Last month, Redis Labs made headlines when they attached the Commons Clause to their open source in-memory data structure store, Redis. Redis is primarily used as a database, cache, and message broker and it’s a wildly popular part of the modern internet’s infrastructure. A change to their license is a big deal.
So, what is Commons Clause and why isn’t it the same thing as open source?
New kid on the block
It’s not unusual for a new open source license to come along. Technology changes and we decide new approaches are better. (Or, the lawyers get involved and tell us we definitely need to change that one clause, right now.)
The Commons Clause is most definitely not an open source license. They are very, very clear about this.
Instead, it’s a license condition that runs on top of an existing open source license to narrowly restrict it for commercial use. When applied to a project, existing users are not immediately affected. Previous licenses aren’t revoked; it just applies to code going forward.
The Commons Clause license forbids developers or enterprises from selling the software. It also explicitly forbids hosting, consulting, or supporting services as “a product or service whose value derives, entirely or substantially, from the functionality of the software”.
In essence, the Commons Clause was designed to stop enterprises from profiting off of open source work. If a major corporation takes advantage of the free nature of an open source project without financially supporting it, there’s nothing to stop them from not giving back to the community.
Big tech companies love to talk about using open source, but do they financially support those projects? Not always. So the Commons Clause was designed to force a negotiation with these companies while still maintaining some of the values of the open source community.
With the Commons Clause, developers can hopefully benefit from commercial use of their work. After all, just because you have a wildly successful open source program, that doesn’t mean you’ll be able to monetize it successfully.

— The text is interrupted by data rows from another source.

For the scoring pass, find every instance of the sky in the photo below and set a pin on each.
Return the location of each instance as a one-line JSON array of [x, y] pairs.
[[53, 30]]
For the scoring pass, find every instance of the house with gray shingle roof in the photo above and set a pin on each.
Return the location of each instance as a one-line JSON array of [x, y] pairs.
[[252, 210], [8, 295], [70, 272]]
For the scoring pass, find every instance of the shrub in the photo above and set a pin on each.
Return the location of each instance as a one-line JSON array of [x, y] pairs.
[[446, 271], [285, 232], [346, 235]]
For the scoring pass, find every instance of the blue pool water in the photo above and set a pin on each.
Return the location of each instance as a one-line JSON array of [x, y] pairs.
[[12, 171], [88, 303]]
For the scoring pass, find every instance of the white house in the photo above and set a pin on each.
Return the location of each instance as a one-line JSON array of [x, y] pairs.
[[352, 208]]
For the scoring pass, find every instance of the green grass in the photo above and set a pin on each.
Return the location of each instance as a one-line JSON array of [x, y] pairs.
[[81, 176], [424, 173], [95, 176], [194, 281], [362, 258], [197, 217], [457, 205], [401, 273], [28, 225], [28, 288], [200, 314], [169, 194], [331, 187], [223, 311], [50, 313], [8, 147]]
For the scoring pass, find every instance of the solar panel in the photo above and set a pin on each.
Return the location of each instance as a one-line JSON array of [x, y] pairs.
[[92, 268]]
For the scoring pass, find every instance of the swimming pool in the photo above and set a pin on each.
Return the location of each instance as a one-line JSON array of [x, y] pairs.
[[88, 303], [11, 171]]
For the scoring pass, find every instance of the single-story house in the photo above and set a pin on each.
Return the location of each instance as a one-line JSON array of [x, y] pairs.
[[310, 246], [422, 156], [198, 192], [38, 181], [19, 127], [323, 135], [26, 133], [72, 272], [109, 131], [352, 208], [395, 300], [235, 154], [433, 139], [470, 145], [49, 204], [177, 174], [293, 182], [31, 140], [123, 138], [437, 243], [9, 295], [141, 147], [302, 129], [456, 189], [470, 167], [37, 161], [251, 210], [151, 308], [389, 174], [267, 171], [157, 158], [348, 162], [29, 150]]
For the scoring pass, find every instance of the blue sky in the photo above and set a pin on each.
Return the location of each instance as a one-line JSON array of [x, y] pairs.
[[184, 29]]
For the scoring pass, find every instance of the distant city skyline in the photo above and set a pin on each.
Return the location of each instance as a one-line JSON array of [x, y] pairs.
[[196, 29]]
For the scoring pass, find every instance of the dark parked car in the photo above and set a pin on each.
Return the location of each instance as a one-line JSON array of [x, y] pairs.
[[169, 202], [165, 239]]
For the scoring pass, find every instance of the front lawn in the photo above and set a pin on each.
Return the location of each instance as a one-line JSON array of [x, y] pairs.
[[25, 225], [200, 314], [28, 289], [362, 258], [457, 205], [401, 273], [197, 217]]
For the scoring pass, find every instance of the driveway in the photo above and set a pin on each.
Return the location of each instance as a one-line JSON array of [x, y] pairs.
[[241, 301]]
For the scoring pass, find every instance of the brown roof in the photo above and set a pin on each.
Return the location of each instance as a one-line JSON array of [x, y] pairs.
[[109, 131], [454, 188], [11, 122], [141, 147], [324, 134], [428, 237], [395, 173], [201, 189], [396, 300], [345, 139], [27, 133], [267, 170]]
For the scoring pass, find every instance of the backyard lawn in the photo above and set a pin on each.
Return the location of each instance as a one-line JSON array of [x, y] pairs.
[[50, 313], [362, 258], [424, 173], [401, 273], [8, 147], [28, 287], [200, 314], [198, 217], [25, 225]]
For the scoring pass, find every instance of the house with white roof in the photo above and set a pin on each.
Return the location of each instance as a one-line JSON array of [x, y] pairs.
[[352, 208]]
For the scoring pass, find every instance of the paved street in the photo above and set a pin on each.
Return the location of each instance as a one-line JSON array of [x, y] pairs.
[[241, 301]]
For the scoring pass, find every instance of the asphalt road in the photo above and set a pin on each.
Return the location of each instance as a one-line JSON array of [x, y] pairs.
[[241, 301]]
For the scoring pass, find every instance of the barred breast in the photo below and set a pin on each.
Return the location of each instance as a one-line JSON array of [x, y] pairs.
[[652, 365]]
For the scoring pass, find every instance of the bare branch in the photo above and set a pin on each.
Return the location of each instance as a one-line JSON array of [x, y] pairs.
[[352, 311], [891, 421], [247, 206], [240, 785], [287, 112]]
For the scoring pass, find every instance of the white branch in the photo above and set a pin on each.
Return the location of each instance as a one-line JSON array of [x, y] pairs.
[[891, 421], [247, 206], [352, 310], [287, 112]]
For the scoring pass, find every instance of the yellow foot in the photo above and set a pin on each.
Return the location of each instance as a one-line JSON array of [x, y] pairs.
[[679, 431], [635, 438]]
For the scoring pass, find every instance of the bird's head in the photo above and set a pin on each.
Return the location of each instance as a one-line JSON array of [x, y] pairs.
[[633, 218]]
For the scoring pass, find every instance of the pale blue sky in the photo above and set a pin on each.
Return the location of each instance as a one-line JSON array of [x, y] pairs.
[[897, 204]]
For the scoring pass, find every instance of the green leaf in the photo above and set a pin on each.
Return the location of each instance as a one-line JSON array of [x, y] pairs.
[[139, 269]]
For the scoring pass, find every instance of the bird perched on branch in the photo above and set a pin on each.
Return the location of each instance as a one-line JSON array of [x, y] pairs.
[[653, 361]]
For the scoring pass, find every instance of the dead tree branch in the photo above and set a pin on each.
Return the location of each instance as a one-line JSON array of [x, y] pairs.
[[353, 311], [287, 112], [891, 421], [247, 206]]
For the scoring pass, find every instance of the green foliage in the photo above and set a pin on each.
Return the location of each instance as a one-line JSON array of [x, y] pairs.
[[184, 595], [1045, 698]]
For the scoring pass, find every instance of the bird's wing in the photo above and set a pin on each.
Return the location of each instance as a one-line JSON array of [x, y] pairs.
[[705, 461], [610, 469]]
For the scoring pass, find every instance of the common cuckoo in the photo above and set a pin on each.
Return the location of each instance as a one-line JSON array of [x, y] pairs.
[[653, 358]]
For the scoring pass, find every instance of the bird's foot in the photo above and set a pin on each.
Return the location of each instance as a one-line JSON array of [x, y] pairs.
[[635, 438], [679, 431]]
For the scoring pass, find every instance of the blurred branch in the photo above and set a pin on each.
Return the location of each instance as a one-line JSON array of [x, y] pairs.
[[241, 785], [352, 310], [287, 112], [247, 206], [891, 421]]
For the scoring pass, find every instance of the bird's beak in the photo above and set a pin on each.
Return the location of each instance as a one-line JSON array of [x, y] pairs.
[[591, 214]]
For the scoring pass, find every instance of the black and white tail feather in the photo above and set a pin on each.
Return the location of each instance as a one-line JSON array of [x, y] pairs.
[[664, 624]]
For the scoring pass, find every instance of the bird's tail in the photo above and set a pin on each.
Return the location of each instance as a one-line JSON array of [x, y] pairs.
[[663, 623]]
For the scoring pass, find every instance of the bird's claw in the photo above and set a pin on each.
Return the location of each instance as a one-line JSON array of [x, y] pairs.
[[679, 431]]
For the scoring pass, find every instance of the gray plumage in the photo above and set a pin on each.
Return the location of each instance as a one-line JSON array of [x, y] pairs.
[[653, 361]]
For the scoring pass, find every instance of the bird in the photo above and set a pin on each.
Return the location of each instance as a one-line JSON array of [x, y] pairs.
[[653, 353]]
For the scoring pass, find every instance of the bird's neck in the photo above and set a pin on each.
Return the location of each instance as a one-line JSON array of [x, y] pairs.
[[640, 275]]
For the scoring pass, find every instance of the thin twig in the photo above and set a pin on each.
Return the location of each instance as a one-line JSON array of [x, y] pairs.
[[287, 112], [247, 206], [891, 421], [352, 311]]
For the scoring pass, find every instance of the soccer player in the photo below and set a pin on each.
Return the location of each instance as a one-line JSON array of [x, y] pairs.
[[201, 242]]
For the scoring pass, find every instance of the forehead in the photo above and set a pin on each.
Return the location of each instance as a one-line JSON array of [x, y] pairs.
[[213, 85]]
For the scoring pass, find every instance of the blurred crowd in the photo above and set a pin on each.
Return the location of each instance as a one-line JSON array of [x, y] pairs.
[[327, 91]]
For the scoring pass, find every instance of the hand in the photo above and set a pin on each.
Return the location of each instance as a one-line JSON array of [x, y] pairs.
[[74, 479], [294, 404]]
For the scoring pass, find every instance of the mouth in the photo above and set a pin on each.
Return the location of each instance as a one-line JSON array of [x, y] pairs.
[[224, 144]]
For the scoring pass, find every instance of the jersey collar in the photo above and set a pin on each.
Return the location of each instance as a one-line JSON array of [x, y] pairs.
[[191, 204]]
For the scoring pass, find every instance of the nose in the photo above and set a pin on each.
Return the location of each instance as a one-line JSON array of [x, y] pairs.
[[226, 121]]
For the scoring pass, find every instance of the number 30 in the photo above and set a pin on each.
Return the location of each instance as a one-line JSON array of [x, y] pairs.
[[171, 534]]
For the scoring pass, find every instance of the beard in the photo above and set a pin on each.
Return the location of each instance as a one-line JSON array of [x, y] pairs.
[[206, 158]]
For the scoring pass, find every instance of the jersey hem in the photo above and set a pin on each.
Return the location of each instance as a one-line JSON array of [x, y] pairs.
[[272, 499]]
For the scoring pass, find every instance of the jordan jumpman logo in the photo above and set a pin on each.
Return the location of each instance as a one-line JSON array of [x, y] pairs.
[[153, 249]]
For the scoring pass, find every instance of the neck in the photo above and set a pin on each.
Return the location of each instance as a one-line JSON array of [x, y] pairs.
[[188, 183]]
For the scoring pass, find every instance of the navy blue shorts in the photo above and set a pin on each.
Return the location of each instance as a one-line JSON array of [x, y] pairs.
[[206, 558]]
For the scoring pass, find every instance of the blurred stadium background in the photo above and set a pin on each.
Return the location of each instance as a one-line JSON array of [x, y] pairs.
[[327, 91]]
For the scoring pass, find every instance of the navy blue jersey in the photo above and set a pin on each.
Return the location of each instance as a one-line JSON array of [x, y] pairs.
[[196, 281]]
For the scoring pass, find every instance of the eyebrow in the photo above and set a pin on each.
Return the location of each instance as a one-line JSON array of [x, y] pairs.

The 10 open source commandments
However, the narrow changes that make up the Commons Clause also make it not open source.
Simon Phipps, the president of the Open Source Initative, characterized the Commons Clause as “an abrogation of software freedom.”
The main definition for open source comes from the Open Source Initiative (OSI). A venerable institution, this non-profit has been regulating what open source is for over 20 years. In addition to making the original source code open access, the program has to follow a laundry list of criteria, including:
- Free redistribution with no royalties
- Source code has to be easily distributed
- Modifications and derivations are allowed
- The author’s source code can remain intact if specified
- No discrimination against any person or group
- No discrimination against specific fields or endeavors
- Distribution of license applies to anyone who uses the program
- The license is not program-specific
- The license cannot restrict other programs
- The license must be technology neutral
Intrinsically, the open source community believes that software must be free. It doesn’t take much to see the big difference between the Commons Clause and the OSI.
SEE ALSO: Open source: The next 20 years
So, why go Commons Clause?
The tragedy of the commons is a big problem in open source developing. Developing is hard work and no one particularly enjoys it when their clever technological invention isn’t financially rewarded.
However, that doesn’t mean using the Commons Clause will rake in the cash. The Commons Clause license forbids selling “a product or service whose value derives, entirely or substantially, from the functionality of the Software.” But what does substantially mean? This could be a major point of contention in any lawsuit.
The Commons Clause is also a major blow to the OSI’s hegemony in maintaining the licensing field. Some are concerned about this starting another round of fragmentation amongst the open source community, as companies and developers offer their own individualized licensing.
As of right now, though, it’s too early to tell how this will all work out. But someone ought to tell the major tech companies that they might have a bill coming soon.